Trading autoharp for guitar throughout her set, Basia performed mostly songs from her 2007 release Oh, My Darling. While her performances of the quicker tunes “Snakes and Ladders” and “In the Night” struck chords of joy with the audience, her somber renditions of “Little Waltz” and “The Pilgriming Vine” were equally moving.
I first encountered Basia Bulat when she opened for St. Vincent at Bowery Ballroom on February 29, 2008. That night was like many others for me in that I was only concerned with getting shots of the headliner. It was also typical at Bowery that the chatter of the early arriving crowd of NYU students and Village hipsters completely filled the room. More often then not, the opening band of three acts is doomed to suffer through this racket their entire set. Not Basia Bulat – she stopped the chatter dead in its tracks within one song. I was completely captivated.

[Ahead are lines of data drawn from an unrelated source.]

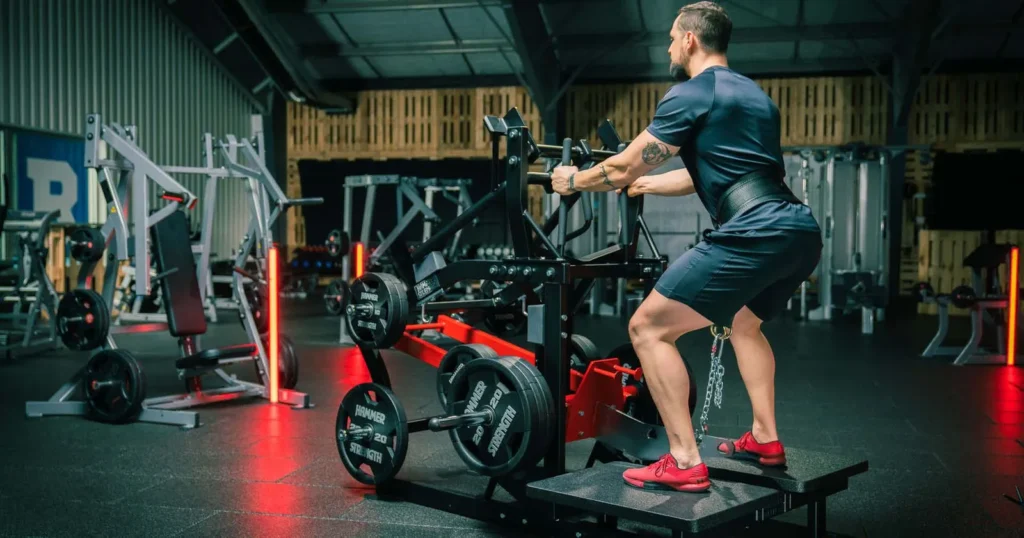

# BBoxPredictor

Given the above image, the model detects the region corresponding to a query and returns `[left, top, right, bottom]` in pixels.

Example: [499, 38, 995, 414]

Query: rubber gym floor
[1, 301, 1021, 538]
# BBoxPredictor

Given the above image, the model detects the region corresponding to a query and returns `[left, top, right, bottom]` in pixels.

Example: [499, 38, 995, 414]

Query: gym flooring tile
[3, 303, 1024, 537]
[0, 496, 213, 538]
[182, 512, 524, 538]
[124, 477, 364, 518]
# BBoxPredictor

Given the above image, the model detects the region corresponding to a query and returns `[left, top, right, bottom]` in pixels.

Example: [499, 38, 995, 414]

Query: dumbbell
[951, 285, 977, 309]
[914, 282, 935, 303]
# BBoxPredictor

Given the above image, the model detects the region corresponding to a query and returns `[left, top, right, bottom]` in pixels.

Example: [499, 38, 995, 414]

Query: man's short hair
[677, 2, 732, 54]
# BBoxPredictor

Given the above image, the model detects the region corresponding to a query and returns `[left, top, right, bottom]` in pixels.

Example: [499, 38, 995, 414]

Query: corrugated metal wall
[0, 0, 264, 258]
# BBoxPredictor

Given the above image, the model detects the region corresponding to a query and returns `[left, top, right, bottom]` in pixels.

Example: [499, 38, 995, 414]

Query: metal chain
[695, 325, 730, 445]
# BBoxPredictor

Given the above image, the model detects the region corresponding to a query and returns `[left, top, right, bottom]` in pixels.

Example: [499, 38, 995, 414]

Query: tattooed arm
[556, 129, 680, 192]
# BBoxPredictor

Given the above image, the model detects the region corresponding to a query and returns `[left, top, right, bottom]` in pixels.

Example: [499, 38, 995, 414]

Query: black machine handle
[160, 190, 197, 209]
[285, 197, 324, 206]
[557, 138, 573, 257]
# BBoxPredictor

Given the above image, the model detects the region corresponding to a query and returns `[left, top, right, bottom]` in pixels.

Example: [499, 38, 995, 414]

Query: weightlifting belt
[713, 170, 802, 228]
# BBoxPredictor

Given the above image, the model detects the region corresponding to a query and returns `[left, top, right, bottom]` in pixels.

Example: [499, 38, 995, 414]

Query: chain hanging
[695, 325, 730, 445]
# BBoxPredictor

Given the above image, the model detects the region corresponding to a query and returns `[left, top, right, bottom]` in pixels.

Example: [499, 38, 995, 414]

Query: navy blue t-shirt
[646, 66, 819, 233]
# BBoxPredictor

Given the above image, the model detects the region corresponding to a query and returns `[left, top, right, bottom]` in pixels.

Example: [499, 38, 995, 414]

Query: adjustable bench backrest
[150, 210, 207, 337]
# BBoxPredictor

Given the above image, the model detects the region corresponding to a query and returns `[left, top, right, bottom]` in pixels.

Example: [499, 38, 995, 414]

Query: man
[551, 1, 822, 493]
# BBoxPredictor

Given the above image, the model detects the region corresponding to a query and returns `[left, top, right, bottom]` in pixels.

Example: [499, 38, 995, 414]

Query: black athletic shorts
[653, 223, 822, 327]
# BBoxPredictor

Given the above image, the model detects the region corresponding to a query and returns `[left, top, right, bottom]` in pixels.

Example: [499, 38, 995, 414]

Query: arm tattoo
[599, 164, 614, 187]
[641, 141, 673, 165]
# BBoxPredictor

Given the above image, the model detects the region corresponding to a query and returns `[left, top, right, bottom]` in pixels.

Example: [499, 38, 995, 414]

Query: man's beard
[669, 61, 688, 81]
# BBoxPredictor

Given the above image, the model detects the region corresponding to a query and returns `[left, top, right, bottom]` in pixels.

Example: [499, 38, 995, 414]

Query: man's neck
[689, 55, 729, 77]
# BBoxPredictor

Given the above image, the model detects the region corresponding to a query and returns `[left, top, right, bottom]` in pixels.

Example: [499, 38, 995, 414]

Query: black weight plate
[568, 334, 600, 375]
[69, 227, 107, 263]
[242, 283, 269, 334]
[254, 334, 300, 389]
[336, 382, 409, 485]
[436, 344, 499, 409]
[83, 349, 146, 424]
[326, 229, 350, 258]
[57, 289, 110, 351]
[482, 306, 526, 336]
[324, 279, 349, 316]
[951, 285, 977, 308]
[506, 357, 554, 467]
[445, 356, 541, 477]
[346, 273, 409, 348]
[606, 342, 697, 423]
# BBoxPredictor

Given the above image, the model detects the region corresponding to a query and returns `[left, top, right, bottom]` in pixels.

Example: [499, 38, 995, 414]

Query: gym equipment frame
[785, 143, 930, 334]
[25, 114, 317, 428]
[0, 209, 62, 358]
[339, 174, 474, 280]
[340, 112, 868, 537]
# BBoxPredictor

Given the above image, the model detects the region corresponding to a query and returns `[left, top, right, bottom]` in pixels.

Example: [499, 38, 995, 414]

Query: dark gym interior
[2, 1, 1023, 537]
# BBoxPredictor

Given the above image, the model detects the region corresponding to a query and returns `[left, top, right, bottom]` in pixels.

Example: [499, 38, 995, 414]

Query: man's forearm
[644, 168, 695, 196]
[571, 155, 636, 192]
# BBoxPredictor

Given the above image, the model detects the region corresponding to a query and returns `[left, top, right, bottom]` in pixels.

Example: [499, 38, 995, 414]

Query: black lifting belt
[713, 170, 802, 228]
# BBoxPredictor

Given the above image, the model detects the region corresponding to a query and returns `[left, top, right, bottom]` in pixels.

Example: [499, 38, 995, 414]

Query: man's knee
[731, 308, 763, 337]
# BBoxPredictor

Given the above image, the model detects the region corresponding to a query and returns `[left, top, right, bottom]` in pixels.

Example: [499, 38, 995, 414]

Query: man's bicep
[619, 130, 681, 177]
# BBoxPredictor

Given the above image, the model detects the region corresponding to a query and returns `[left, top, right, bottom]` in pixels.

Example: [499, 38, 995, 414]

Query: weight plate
[83, 349, 147, 424]
[242, 283, 269, 335]
[568, 334, 600, 375]
[324, 279, 349, 316]
[951, 285, 977, 309]
[254, 334, 300, 389]
[436, 344, 499, 409]
[606, 342, 697, 424]
[326, 229, 350, 258]
[346, 273, 410, 348]
[69, 227, 106, 263]
[336, 382, 409, 485]
[445, 356, 543, 477]
[57, 289, 110, 351]
[506, 357, 554, 467]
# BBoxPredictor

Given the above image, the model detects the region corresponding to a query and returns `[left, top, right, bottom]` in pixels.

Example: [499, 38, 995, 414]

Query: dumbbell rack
[340, 115, 868, 537]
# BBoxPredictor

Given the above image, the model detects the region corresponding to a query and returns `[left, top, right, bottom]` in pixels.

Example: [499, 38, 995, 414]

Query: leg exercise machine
[784, 143, 930, 333]
[25, 114, 314, 428]
[0, 208, 61, 358]
[917, 243, 1021, 365]
[334, 110, 868, 537]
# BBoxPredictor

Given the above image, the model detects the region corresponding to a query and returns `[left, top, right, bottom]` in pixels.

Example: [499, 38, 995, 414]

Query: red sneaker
[622, 454, 712, 493]
[717, 431, 787, 466]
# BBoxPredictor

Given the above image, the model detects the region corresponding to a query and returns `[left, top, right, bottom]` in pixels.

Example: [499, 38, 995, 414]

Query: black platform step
[699, 436, 869, 494]
[526, 461, 783, 536]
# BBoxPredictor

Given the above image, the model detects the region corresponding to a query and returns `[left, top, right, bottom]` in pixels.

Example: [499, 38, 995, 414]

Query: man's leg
[627, 290, 712, 468]
[729, 306, 778, 443]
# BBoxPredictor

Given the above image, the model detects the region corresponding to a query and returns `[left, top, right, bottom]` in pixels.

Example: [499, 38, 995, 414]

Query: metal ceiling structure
[164, 0, 1024, 114]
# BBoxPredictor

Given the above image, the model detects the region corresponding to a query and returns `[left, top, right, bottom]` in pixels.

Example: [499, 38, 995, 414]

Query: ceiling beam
[301, 39, 511, 58]
[269, 0, 584, 14]
[502, 0, 563, 140]
[300, 22, 1020, 61]
[322, 74, 522, 92]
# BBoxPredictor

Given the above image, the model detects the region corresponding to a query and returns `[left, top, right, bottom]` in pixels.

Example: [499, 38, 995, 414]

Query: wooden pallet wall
[288, 87, 540, 161]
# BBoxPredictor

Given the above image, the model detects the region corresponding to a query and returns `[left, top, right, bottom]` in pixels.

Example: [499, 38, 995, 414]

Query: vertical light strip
[268, 245, 280, 403]
[1007, 247, 1018, 366]
[354, 243, 364, 278]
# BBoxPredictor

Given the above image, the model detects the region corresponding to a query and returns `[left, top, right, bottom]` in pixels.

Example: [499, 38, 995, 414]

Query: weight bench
[26, 211, 311, 429]
[140, 210, 311, 423]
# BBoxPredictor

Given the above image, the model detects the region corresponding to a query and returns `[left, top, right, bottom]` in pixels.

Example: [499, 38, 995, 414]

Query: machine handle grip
[286, 197, 324, 206]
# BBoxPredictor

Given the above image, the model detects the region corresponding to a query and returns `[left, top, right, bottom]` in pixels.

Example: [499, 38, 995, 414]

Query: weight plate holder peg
[326, 229, 350, 258]
[324, 279, 349, 316]
[83, 349, 147, 424]
[436, 343, 500, 409]
[443, 355, 551, 477]
[57, 289, 111, 351]
[253, 333, 300, 390]
[68, 226, 107, 263]
[336, 382, 410, 485]
[346, 273, 410, 348]
[605, 342, 697, 425]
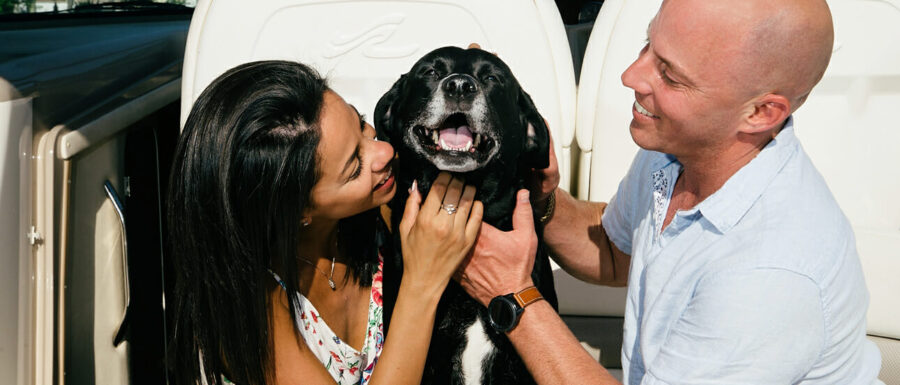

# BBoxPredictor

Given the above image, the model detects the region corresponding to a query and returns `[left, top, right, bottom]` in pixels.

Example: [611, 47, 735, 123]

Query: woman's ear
[374, 74, 407, 143]
[744, 94, 791, 135]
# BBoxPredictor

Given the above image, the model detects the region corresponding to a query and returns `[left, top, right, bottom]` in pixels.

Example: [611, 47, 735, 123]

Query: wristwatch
[488, 286, 544, 333]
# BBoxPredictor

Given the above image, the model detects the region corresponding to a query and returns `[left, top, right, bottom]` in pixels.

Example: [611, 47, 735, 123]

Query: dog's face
[375, 46, 549, 174]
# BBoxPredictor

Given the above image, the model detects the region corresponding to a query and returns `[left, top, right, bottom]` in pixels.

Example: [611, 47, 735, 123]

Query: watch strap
[513, 286, 543, 308]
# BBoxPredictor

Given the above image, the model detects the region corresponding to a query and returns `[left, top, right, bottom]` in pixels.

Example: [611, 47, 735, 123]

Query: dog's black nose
[443, 74, 478, 100]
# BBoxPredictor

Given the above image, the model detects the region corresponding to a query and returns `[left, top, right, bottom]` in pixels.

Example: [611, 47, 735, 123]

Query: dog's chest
[460, 318, 495, 384]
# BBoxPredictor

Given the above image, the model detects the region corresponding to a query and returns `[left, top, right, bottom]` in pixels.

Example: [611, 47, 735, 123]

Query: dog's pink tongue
[439, 126, 473, 147]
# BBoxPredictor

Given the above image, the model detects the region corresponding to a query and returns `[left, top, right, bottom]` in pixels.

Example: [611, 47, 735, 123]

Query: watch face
[489, 297, 516, 330]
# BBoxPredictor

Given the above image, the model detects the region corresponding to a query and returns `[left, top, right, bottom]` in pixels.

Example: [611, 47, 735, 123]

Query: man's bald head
[658, 0, 834, 110]
[741, 0, 834, 109]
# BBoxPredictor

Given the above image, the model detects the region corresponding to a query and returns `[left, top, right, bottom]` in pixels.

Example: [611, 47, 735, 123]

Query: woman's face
[307, 91, 396, 221]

Her perfomance of “In the Night” that evening is indicative of the kind of wholesome energy that makes me want to run around in a field on a summer night.
Since I was too lazy to write a full entry for her show at the time, here are a few unpublished shots from her Bowery gig.
Basia Bulat’s at Bowery Ballroom, February 29, 2008
The lighting for Basia’s set was very simple. A small amount of red and blue backlight with a modest amount of warm spotlight from the front.
As always, I shot with my Canon EOS-1D Mark III. I alternated between the Canon 24-70mm f/2.8 and the Canon 70-200mm f/2.8 L IS.
My exposure stayed locked at ISO3200 and 1/160 at f/2.8 for her entire set.
As the video is evidence, Basia rocks back and forth a lot while playing so I could have used a higher shutter speed to increase my yield. Since I was happy with the photographs I’d taken of Basia at Bowery, I decided to stick with zooms for the versatility and keep my ISO at 3200 to keep noise down.
I learned before the show that Basia is actually a friend of a friend of mine from Toronto. It’s a small world.